The difference in the fat content in milk also changes the end result of the baking recipes. If you are trying to prepare heart healthy recipes or counting the calories, try using the low fat content in the milk. You will learn more about this as you gain experience in cooking. In the French restaurant we never used anything lower in fat than whole milk. For most recipes we used half and half or whipping cream and I must say everything was always delicious. Sometimes it is worth sacrificing the calories for a cream soup or a dish that has such wonderful flavor. If you are trying to cook healthy meals, you still have many options when you are cooking by ingredients.

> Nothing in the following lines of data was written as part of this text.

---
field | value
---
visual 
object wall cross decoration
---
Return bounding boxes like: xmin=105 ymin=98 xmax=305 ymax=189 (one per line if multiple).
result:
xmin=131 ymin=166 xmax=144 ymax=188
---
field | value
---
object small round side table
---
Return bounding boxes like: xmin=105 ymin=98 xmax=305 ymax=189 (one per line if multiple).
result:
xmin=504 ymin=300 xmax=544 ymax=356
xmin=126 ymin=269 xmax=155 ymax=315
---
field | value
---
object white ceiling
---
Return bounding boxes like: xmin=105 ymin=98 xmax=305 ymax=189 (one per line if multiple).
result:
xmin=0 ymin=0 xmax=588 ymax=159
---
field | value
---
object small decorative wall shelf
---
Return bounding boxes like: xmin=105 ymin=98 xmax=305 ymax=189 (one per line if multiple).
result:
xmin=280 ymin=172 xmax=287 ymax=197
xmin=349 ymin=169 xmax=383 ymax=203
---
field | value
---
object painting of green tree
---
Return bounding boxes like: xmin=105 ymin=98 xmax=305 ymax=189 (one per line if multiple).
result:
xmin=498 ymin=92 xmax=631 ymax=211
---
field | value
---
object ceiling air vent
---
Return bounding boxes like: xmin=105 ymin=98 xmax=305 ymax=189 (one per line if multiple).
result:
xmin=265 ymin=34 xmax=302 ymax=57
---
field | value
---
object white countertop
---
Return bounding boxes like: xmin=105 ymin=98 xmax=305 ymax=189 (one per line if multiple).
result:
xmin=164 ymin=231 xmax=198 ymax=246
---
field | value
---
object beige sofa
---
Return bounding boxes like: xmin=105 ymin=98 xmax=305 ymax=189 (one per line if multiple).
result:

Most cooks consider the good egg to be indispensible. There are many healthy and delicious egg recipes. They add flavor, color, delicacy and texture to dishes. Freshness is vital but they can also be too fresh. It is important to be able to tell a good egg or when it is bad. You must learn about each item when you are cooking by ingredients.


There are many grains available to cook with; they can be used as a whole grain or milled into flour. Ns stay fresh for years if stored in the original state. Much of our flour comes from wheat but others are available from rye, millet, barley, oatmeal, rice and quinoa. Quinoa recipes have become some of my favorites because this grain is high in fiber and high in protein. It can be used as a whole grain or as flour which makes it very versatile.


Fruits and nuts make a wonderful culinary addition to our cake recipes, bread recipes and cookie recipes. Whether you use fruits fresh, dried, canned, frozen or juices, they add flavor to breads, cakes and cookies. The natural sugar helps to improve the leavening process. Fruit with natural pectin will improve the keeping quality of baking recipes. The crunchiness of nuts combines well with the sweet chewiness of the fruit. Nuts also go well with cheeses, herbs and spices or can be used on their own.


Most of us love chocolate! Markets and candy stores have many kinds available. Be sure to use only the kind that the guide calls for when making chocolate recipes. For each chocolate the sweetness varies with each manufacturer. Find your favorite brands by trying different ones. Quality chocolate is glossy, breaks with a snap and has a delicious chocolaty aroma. Put a piece in your mouth and it should melt easily.


Cooking by ingredients will become a “breeze” when you learn about the products which you choose to use. The final result of your favorite recipes will be delicious to your taste.